Exogenous Application of ABA and NAA Alleviates the Delayed Coloring Caused by Puffing Inhibitor in Citrus Fruit

Combined spraying of gibberellin (GA) and prohydrojasmon (PDJ) was an effective method to reduce peel puffing in Satsuma mandarins. However, in the GA-and-PDJ combined treatment, fruit color development was delayed during the ripening process. In the present study, to improve the coloration of the GA and PDJ-treated fruit, the effects of exogenous application of 1-naphthaleneacetic acid (NAA) and abscisic acid (ABA) on chlorophyll and carotenoid accumulation were investigated.
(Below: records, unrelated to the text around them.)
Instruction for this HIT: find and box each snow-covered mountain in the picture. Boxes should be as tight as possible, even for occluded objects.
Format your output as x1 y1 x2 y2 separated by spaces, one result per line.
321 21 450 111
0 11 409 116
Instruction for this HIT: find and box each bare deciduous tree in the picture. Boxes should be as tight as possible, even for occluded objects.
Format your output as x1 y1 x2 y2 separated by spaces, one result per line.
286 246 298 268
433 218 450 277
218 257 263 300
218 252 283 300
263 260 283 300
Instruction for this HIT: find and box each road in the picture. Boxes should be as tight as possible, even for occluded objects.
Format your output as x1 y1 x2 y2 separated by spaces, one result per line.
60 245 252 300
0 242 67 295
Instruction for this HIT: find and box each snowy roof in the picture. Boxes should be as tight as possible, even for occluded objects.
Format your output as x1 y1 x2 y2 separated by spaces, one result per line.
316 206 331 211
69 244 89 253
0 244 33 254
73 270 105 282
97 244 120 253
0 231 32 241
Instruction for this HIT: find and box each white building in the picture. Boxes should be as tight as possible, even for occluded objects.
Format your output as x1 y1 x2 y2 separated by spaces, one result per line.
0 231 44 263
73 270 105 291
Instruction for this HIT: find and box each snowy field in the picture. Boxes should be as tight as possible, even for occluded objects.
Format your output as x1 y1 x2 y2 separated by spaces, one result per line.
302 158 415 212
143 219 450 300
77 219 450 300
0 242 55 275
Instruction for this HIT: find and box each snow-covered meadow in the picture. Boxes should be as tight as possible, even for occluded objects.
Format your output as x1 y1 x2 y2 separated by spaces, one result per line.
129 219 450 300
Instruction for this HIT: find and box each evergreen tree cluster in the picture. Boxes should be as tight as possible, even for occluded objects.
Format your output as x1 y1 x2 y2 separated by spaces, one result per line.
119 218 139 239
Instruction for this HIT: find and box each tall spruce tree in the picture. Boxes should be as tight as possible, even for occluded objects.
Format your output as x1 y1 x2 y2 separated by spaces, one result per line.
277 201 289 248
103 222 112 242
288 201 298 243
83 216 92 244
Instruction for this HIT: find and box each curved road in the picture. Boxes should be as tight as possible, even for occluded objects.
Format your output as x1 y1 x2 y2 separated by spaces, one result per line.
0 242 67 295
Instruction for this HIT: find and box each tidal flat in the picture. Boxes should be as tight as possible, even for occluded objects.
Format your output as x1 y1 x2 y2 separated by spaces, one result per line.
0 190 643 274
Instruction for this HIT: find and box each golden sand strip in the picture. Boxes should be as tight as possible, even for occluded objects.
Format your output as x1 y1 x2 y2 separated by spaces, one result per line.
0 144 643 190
The results showed that both ABA and NAA treatments accelerated the color changes from green to orange in the GA and PDJ-treated fruit during the ripening process. With the NAA and ABA treatments, chlorophylls contents were decreased rapidly, and the contents of β,β-xanthophylls were significantly enhanced in the GA and PDJ-treated fruit. In addition, gene expression results showed that the changes of the chlorophyll and carotenoid metabolisms in the NAA and ABA treatments were highly regulated at the transcriptional level. The results presented in this study suggested that the application of NAA and ABA could potentially be used for improving the coloration of the GA and PDJ-treated fruit.